Let $(V,|.|_V)$ be a normed space and $(Y,|.|_Y)$ a Banach space. Suppose $X$ is dense in V and that for some $L>0$ the function $f:X\rightarrow{}Y$ satisfies
$$|f(x_1)-f(x_2)|_Y\le{L|x_1-x_2|_X}$$ for every $x_1,x_2\in{X}$.
I want to show there is a unique continuous function $F$ on $V$ that is equal to $f$ on X.
My attempt:
I have successfully done all of this apart from proving uniqueness. The function I used is:
$$\text{for }v\in{V},\text{define }F:V\rightarrow{Y},\text{ by }F(v) =\lim_{n\rightarrow{}\infty}{f(x_n)}$$ with $(x_n)$ a sequence converging to $v$.
Any hints on how to prove uniqueness would be appreciated.

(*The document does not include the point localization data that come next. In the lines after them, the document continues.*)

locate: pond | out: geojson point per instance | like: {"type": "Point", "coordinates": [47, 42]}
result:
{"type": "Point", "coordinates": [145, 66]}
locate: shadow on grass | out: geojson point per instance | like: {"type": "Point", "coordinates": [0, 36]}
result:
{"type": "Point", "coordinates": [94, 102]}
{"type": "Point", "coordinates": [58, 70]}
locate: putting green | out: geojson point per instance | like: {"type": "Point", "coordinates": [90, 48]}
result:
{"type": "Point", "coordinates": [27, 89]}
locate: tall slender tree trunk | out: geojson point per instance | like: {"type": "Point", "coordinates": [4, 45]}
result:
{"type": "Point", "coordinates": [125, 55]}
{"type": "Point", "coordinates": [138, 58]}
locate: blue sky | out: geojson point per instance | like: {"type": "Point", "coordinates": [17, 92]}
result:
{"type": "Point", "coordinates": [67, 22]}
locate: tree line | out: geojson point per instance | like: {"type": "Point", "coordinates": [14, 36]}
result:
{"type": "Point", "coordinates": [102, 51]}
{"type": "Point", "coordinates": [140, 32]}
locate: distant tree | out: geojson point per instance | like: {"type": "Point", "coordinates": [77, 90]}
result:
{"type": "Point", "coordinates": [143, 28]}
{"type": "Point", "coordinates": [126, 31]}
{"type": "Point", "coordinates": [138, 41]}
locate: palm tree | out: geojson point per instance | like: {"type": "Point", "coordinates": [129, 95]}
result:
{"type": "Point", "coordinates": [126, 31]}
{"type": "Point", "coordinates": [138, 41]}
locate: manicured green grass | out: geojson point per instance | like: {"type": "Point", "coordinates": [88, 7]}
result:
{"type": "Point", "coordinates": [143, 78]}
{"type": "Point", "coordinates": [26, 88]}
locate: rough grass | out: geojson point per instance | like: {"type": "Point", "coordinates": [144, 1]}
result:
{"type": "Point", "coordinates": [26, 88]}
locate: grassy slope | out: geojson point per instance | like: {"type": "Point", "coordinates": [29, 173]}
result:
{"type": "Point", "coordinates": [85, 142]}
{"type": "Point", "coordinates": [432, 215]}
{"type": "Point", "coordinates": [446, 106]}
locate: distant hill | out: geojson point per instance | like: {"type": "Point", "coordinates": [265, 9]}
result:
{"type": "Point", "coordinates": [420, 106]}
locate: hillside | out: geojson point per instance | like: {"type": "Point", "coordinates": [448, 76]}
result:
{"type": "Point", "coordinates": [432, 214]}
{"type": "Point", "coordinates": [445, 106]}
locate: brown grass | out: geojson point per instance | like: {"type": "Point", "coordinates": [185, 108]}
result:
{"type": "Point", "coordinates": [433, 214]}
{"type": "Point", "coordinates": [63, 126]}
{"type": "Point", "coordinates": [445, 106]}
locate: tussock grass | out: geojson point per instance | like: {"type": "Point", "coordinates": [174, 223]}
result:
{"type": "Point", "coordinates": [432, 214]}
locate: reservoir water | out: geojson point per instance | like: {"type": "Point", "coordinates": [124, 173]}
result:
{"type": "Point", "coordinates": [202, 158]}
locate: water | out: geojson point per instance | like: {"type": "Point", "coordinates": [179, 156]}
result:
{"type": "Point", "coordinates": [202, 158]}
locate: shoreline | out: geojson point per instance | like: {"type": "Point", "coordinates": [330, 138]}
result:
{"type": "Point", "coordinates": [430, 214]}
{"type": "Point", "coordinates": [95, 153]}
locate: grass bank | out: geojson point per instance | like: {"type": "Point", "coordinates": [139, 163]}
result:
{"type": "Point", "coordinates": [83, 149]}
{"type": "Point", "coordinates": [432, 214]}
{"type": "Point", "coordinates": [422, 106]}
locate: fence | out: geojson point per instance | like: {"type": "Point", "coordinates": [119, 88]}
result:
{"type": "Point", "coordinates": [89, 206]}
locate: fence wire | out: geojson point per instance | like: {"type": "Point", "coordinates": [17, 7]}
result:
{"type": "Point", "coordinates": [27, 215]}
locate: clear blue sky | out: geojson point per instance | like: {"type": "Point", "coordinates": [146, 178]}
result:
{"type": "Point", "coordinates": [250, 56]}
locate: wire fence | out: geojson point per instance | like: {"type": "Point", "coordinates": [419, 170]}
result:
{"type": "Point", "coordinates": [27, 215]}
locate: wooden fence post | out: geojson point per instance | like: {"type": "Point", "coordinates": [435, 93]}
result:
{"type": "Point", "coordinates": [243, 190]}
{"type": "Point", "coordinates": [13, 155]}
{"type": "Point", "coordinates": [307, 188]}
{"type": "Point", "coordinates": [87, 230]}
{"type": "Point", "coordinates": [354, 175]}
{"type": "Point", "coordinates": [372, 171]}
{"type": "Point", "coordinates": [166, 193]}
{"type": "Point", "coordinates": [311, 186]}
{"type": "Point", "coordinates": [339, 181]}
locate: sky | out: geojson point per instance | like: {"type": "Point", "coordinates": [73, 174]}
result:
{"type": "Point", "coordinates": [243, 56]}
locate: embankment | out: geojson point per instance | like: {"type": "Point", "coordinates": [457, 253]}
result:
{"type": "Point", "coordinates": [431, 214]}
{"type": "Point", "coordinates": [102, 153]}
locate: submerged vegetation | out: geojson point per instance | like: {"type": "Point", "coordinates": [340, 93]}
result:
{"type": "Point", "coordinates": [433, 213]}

Suppose that $F,G$ are two continuous functions such that $F=G=f$ on $X$. If $v\in V$ is arbitrary, pick $(x_n)\subset X$ such that $x_n\to v$. Then by continuity, $F(x_n)\to F(v)$ and $G(x_n)\to G(v)$, but $F(x_n)=G(x_n)=f(x_n)$, so, bu uniquness of limits on normed spaces, we have $F(v)=G(v)$, since $(f(x_n))$ converges both to $F(v)$ and $G(v)$.